- Engineering career
- Discipline: Design Engineer
- Institutions: NASA Flight Research Center
- Employer: NASA
- Projects: NASA Paresev glider
- Significant design: Collapsible four-tube Rogallo wing
- Significant advance: Wing configuration widely copied in hang gliders, expanded kiting, hang gliding, ultralight, and trike flight
- Awards: Included in the space Stardust (spacecraft) chip (2004)

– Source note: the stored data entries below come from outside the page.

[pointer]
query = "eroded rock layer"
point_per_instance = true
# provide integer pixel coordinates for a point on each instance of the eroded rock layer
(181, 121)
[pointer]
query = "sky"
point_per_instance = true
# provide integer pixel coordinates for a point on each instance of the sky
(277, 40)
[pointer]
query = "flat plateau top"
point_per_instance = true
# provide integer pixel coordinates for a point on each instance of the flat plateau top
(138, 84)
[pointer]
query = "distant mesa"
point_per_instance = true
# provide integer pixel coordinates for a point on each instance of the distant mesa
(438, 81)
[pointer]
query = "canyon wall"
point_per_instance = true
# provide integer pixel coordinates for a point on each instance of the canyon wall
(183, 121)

= Charles Richards (NASA engineer) =

Charles Richard was a design engineer, who designed the collapsible four-tube Rogallo wing used in the experimental NASA Paresev glider. The wing configuration he created was used for manned hung-pilot kite-gliders and was to be found copied only with slight ornamental variation in a decade of hang gliders. Richards was of the Flight Research Center's Vehicle and System Dynamics Branch. The four-beamed wing folded from the nose plate; one of the beams was the spreader beam that kept the flexible-wing's sweep. Those in the following decade copying the Charles Richard wing configuration expanded kiting, hang gliding, ultralight, and trike flight.

== Timeline ==

- 1961 December : Charles Richard is given a directive from NASA's Paul Bikle to build quickly a cheap kite glider that could be used to give pilots practice in flying in free flight using simple weight-shifting that would change the attitude of the wing relative to the hung position of the pilot and payload.
- 1962 February 12 : Charles Richard and his team completed a first kite-glider that achieved obtaining an FAA registration. Many versions followed first flight tests.
- 2004 Charles Richard name was included in the space Stardust (spacecraft) chip.